Yes, I wanted to know the biggest thing I’d gotten wrong.
She thought for a moment. “That’s easy. You say her favorite ice cream is butter brickle.” She shook her head at my stupidity. “That’s an old-man flavor.”
I asked what Penny’s favorite flavor should’ve been.
“Chocolate,” she said. “Anything chocolate.”
Case closed. The smallest mistake can destroy all believability. Authority: The Authority of Truisms
The job of the creative person is to recognize and express things for others. Some haven’t fully grasped their own feelings. Others lack the skill to communicate the feeling or idea. Still others lack the courage to express it.
Whatever the case, we recognize the truth when we read it. The best writers seem to read our minds, and they nail exactly what we’ve never been able to put into words.
In her novel Heartburn, Nora Ephron wrote, “When you’re single you date other singles. And when you’re a couple you date other couples.” Reading those words, I was willing to believe anything she put on the page after that.
The same goes for Amy Hempel, who wrote, “What dogs want is for no one to ever leave.”
Amy Hempel
Fran Lebowitz once wrote, “The opposite of talking isn’t listening. The opposite of talking is waiting.”
Armistead Maupin invented Mona’s Law. It states that of a great lover, a great job, and a great apartment, in life you can have one. At most you can have two of the three. But you will never, ever have all three at the same time.
Truman Capote wrote, “You can tell what a man really thinks of you by the earrings he gives you.”
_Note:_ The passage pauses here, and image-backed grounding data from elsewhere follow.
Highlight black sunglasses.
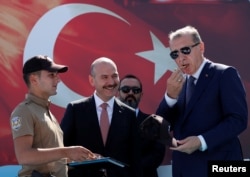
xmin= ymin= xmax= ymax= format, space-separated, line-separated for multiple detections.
xmin=170 ymin=42 xmax=200 ymax=60
xmin=119 ymin=86 xmax=142 ymax=94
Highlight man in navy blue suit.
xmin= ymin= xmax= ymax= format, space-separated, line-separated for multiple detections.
xmin=156 ymin=25 xmax=248 ymax=177
xmin=118 ymin=74 xmax=165 ymax=177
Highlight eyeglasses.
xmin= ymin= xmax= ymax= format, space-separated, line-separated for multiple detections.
xmin=119 ymin=86 xmax=142 ymax=94
xmin=170 ymin=42 xmax=200 ymax=60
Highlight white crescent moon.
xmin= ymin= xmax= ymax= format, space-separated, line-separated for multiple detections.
xmin=23 ymin=3 xmax=130 ymax=108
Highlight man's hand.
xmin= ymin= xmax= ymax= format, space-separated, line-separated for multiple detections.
xmin=170 ymin=136 xmax=201 ymax=154
xmin=66 ymin=146 xmax=97 ymax=162
xmin=166 ymin=69 xmax=185 ymax=99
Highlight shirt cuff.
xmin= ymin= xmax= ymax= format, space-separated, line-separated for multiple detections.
xmin=165 ymin=93 xmax=177 ymax=107
xmin=198 ymin=135 xmax=207 ymax=151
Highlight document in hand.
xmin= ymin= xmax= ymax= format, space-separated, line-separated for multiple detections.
xmin=68 ymin=157 xmax=128 ymax=168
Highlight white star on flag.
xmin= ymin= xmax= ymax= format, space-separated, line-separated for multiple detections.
xmin=136 ymin=31 xmax=177 ymax=84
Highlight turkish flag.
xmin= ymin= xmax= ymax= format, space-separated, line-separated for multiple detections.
xmin=0 ymin=0 xmax=250 ymax=166
xmin=0 ymin=0 xmax=173 ymax=165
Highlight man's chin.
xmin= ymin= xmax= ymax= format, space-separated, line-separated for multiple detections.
xmin=50 ymin=91 xmax=57 ymax=96
xmin=125 ymin=101 xmax=137 ymax=109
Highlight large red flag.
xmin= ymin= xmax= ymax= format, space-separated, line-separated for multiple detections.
xmin=0 ymin=0 xmax=250 ymax=166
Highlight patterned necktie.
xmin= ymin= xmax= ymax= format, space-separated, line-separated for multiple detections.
xmin=100 ymin=103 xmax=109 ymax=144
xmin=186 ymin=76 xmax=196 ymax=105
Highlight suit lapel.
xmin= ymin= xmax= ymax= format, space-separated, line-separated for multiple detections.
xmin=137 ymin=110 xmax=146 ymax=124
xmin=88 ymin=96 xmax=106 ymax=147
xmin=105 ymin=99 xmax=124 ymax=146
xmin=184 ymin=61 xmax=215 ymax=118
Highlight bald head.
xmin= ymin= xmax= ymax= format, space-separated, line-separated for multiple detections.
xmin=90 ymin=57 xmax=117 ymax=77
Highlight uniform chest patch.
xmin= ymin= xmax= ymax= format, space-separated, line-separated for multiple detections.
xmin=11 ymin=116 xmax=22 ymax=131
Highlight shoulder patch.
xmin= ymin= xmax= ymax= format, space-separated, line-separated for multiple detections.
xmin=11 ymin=116 xmax=22 ymax=131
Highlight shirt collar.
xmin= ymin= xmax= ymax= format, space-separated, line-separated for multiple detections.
xmin=189 ymin=58 xmax=208 ymax=79
xmin=25 ymin=93 xmax=50 ymax=108
xmin=93 ymin=91 xmax=115 ymax=109
xmin=135 ymin=108 xmax=139 ymax=117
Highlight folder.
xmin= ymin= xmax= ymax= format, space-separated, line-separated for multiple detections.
xmin=68 ymin=157 xmax=128 ymax=168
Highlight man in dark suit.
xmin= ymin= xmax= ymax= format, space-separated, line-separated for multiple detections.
xmin=156 ymin=25 xmax=248 ymax=177
xmin=60 ymin=57 xmax=141 ymax=177
xmin=118 ymin=74 xmax=165 ymax=177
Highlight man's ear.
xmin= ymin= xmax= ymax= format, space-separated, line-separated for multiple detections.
xmin=29 ymin=74 xmax=38 ymax=85
xmin=88 ymin=74 xmax=94 ymax=87
xmin=200 ymin=41 xmax=205 ymax=53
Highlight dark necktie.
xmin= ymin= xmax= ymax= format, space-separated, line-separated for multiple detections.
xmin=186 ymin=76 xmax=196 ymax=105
xmin=100 ymin=103 xmax=109 ymax=144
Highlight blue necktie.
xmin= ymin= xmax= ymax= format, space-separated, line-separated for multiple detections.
xmin=186 ymin=76 xmax=196 ymax=105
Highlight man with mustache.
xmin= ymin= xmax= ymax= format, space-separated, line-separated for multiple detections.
xmin=118 ymin=74 xmax=165 ymax=177
xmin=118 ymin=74 xmax=142 ymax=109
xmin=61 ymin=57 xmax=141 ymax=177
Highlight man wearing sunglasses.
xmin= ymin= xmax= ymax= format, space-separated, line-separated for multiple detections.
xmin=118 ymin=74 xmax=143 ymax=109
xmin=156 ymin=26 xmax=248 ymax=177
xmin=118 ymin=74 xmax=165 ymax=177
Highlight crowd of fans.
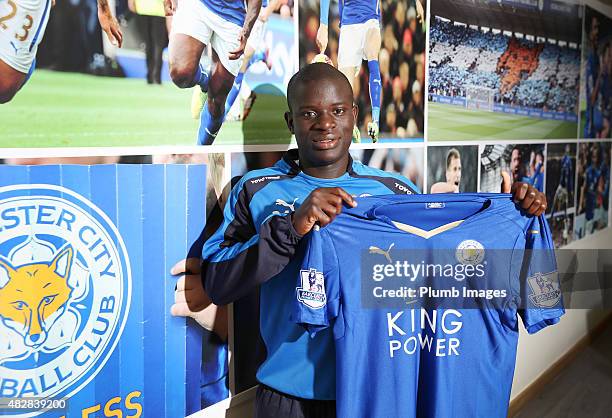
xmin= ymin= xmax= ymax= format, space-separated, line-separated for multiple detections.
xmin=429 ymin=17 xmax=580 ymax=114
xmin=300 ymin=0 xmax=425 ymax=137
Such a well-worded aphorism carries all the authority of Confucius or Oscar Wilde. A wise, intuitive observation can convey more power than all the facts in Wikipedia. Authority: Your Storytelling Context
In our world of fake news…this world in which the internet has eroded the credibility of all information…people want to know the context of a story just as much as they want to hear the story itself. Context and source are more important now than they’ve ever been.